Regularized dynamical parametric approximation of stiff evolution problems
Christian Lubich, Jörg Nick
TL;DR
This work addresses the challenge of evolving irregular nonlinear parametrizations, such as neural networks, in stiff evolution problems by developing regularized parametric time integrators. It introduces a regulated Dirac–Frenkel–type approach where the parameter time derivatives are obtained from a regularized nonlinear least-squares problem, and the time stepping uses implicit Euler, implicit midpoint, and Runge--Kutta methods solved via Gauss--Newton iterations.
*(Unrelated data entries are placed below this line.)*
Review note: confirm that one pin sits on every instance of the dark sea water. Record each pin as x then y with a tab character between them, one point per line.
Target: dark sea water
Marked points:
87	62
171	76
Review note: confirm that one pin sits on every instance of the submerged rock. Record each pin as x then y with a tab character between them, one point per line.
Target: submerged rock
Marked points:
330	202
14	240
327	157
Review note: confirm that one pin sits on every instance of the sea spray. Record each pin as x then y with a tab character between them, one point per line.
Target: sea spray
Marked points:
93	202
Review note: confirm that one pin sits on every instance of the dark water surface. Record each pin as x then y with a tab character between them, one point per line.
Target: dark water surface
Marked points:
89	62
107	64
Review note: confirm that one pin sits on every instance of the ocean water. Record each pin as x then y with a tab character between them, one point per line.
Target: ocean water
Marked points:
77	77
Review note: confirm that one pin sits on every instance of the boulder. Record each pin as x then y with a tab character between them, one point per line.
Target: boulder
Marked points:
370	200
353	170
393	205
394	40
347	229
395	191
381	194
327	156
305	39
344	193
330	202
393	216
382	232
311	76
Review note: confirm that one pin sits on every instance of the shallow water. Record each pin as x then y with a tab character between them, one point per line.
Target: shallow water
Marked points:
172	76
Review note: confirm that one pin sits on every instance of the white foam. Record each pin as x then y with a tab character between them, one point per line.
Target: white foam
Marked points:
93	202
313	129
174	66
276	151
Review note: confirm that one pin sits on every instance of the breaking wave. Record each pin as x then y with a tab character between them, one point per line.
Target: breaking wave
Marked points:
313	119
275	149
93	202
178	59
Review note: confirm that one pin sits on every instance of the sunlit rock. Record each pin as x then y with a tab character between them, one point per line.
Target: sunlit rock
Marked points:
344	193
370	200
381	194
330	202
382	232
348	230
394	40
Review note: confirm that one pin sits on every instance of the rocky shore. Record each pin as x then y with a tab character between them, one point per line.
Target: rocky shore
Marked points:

The authors establish error bounds linking the parametric iterates to the nonparametric Newton scheme, derive global error estimates that are robust to stiffness, and extend the framework to higher-order RK methods like Radau IIA and Gauß. Numerical experiments on transport and heat equations illustrate defect decay and long-time stability, while implementation details highlight practical considerations for quadrature, initialization, and adaptive regularization. Overall, the paper provides a principled, stiffness-robust methodology for simulating high-dimensional, irregular parametrizations in evolution equations with provable error control and practical algorithmic guidance.
Abstract
Evolutionary deep neural networks have emerged as a rapidly growing field of research. This paper studies numerical integrators for such and other classes of nonlinear parametrizations $ u(t) = Φ(θ(t)) $, where the evolving parameters $θ(t)$ are to be computed. The primary focus is on tackling the challenges posed by the combination of stiff evolution problems and irregular parametrizations, which typically arise with neural networks, tensor networks, flocks of evolving Gaussians, and in further cases of overparametrization. We propose and analyse regularized parametric versions of the implicit Euler method and higher-order implicit Runge--Kutta methods for the time integration of the parameters in nonlinear approximations to evolutionary partial differential equations and large systems of stiff ordinary differential equations. At each time step, an ill-conditioned nonlinear optimization problem is solved approximately with a few regularized Gauss--Newton iterations. Error bounds for the resulting parametric integrator are derived by relating the computationally accessible Gauss--Newton iteration for the parameters to the computationally inaccessible Newton iteration for the underlying non-parametric time integration scheme. The theoretical findings are supported by numerical experiments that are designed to show key properties of the proposed parametric integrators.